In a status report, Google said the "preliminary" root cause of the outage was traced to the Compute Engine's virtual network for VM outgoing traffic. The company said the network stopped issuing routing information. The precise cause of the interruption "is still under active investigation," Google said. "Cached route information provided a defense in depth against missing updates, but [Google Compute Engine] VM egress traffic started to be dropped as the cached routes expired."
Once its virtual network started dropping packets, Google engineers began reloading all routing information about 45 minutes after the outage was first spotted. They were able to force a reload to fix the networking issue about an hour after the issue was identified and before all routing entries had expired, the search giant said.
Once the fix was in place on early Thursday morning, Google engineers extended the expiration lifetime of the network routing entries from several hours to a week. That stopgap is intended to give engineers enough time to develop a long-term fix should the routing problem surface again.
According to cloud service status tracker CloudHarmony, Google Compute Engine was down for just under two hours. The global outage effected customers in East Asia, Western Europe and the central U.S.
Jones, the cloud performance analyst, called the Google outage "a prime example of the role third-parties play in businesses’ digital strategies, and the vulnerabilities they face if they do not have the ability to detect and respond immediately to ensure their end users are not impacted."
He added that this week's outage is not an isolated incident, noting that Amazon Web Services and especially Microsoft Azure suffered major outages last year.
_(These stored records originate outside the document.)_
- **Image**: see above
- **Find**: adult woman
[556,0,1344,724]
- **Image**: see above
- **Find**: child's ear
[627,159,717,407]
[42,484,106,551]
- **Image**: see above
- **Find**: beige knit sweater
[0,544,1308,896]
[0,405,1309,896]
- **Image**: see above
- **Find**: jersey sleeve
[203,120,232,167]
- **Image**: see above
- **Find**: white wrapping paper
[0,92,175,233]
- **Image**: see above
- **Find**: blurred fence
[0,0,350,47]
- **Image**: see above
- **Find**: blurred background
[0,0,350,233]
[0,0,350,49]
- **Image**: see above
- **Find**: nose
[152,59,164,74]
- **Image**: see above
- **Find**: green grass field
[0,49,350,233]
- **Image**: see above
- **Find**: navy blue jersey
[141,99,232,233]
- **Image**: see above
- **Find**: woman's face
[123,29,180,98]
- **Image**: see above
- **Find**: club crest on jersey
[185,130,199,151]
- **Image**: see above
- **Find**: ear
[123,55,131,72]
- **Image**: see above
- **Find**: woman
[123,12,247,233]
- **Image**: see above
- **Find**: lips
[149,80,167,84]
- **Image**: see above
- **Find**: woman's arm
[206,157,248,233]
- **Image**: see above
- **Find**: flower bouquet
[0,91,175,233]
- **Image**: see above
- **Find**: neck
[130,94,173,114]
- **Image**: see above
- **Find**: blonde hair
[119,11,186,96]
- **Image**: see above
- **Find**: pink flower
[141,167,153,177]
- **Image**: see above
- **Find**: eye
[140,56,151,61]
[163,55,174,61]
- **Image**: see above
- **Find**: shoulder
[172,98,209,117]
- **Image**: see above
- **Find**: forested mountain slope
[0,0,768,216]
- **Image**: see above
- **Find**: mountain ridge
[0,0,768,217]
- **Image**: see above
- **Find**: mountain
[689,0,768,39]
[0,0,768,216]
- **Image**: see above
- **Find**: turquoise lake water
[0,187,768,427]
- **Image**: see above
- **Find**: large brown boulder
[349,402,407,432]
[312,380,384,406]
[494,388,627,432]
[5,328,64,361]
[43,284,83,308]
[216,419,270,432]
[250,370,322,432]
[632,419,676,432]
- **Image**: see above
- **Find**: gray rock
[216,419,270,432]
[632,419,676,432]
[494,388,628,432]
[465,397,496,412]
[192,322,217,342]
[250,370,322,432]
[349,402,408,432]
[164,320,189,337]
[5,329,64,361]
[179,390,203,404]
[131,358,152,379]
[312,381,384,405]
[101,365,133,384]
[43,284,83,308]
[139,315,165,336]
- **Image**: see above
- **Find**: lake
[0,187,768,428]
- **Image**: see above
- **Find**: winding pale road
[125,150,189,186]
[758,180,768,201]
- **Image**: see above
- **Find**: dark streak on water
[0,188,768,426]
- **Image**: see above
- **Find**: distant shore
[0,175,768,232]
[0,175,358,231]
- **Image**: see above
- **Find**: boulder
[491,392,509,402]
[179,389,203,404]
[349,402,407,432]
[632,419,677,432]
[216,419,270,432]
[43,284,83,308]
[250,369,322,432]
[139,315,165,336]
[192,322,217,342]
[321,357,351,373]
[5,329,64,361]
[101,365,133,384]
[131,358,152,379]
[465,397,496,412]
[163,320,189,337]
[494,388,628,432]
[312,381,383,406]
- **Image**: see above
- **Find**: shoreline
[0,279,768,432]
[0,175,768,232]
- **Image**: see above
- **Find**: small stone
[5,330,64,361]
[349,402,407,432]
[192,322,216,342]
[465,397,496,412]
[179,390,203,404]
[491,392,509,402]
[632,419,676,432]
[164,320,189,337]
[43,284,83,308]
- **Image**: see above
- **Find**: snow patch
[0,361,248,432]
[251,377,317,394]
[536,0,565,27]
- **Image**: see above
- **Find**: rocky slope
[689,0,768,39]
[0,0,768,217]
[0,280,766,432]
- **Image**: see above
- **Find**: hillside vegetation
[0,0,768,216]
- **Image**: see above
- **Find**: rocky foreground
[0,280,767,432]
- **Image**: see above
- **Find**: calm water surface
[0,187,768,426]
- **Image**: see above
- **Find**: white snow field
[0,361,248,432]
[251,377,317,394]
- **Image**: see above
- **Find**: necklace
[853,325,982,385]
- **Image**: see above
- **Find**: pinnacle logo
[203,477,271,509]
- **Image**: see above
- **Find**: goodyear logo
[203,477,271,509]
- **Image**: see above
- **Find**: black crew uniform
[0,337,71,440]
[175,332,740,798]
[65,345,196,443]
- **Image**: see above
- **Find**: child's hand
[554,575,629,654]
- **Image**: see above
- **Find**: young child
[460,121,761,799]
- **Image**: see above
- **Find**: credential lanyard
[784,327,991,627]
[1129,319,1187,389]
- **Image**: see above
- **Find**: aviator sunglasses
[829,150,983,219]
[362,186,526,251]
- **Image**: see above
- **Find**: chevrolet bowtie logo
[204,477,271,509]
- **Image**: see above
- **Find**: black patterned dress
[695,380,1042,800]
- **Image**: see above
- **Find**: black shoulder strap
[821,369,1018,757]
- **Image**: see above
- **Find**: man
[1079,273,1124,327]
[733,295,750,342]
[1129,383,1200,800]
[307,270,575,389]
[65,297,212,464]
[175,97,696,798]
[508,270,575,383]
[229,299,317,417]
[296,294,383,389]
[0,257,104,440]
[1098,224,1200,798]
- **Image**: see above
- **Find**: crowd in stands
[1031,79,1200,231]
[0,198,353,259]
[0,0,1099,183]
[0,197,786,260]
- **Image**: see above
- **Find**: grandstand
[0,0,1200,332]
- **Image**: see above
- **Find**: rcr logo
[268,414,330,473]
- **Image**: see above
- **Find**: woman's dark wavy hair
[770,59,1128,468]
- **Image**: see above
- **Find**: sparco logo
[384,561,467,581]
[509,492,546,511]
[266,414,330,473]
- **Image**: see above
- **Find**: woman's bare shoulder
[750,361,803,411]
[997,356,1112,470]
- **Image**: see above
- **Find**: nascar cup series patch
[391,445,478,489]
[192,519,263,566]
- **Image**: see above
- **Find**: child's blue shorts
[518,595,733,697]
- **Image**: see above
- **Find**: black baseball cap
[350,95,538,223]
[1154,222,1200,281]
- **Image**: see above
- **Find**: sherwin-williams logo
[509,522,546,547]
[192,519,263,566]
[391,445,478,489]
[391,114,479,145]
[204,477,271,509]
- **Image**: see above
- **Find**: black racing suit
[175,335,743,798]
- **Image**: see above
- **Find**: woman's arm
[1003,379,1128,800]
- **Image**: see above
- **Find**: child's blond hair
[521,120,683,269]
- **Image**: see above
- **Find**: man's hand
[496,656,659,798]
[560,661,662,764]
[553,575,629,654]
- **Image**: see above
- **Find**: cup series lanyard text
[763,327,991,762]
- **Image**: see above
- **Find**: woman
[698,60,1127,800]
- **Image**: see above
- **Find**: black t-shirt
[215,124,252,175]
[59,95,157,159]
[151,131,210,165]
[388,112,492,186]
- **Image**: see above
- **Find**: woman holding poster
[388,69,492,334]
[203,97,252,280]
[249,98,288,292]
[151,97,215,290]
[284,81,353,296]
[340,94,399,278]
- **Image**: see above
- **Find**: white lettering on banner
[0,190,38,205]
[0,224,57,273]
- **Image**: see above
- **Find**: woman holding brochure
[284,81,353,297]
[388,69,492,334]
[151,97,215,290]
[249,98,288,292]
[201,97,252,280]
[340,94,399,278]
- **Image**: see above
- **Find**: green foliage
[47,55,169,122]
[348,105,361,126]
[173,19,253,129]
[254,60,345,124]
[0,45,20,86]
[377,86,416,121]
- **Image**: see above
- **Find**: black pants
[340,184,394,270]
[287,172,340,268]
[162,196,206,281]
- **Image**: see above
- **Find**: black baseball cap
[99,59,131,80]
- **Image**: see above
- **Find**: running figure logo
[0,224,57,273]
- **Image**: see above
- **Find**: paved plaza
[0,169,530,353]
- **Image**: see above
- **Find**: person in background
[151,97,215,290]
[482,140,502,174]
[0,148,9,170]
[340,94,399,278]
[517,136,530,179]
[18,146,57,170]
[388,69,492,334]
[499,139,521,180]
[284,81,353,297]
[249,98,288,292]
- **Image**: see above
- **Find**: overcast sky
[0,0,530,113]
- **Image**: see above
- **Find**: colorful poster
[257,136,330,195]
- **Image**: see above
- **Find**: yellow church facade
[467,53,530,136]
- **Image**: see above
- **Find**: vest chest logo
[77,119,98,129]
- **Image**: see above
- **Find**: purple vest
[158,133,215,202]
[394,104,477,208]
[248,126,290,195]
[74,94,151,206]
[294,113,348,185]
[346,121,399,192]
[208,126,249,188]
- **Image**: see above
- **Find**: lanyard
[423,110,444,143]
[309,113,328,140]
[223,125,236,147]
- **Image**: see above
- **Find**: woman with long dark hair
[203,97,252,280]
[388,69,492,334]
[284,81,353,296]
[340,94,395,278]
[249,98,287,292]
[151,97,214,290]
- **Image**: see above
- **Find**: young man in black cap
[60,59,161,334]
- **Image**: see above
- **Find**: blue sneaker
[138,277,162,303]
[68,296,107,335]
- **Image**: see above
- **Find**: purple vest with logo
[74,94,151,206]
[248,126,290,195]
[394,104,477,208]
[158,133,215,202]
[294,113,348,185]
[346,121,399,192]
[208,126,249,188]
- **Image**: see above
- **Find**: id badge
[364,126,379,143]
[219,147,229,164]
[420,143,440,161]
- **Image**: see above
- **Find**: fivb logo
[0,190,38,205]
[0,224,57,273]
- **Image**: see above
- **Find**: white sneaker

Public cloud vendors are hammered when their services are down for just a few hours. In January, Verizon Cloud was down for entire weekend for what the company termed a "seamless upgrade" to a "pure virtualized infrastructure." Despite the fact that the outage was planned to upgrade the enterprise-class infrastructure to prevent future outages, the carrier took heavy fire for failing to alert customers about the planned maintenance.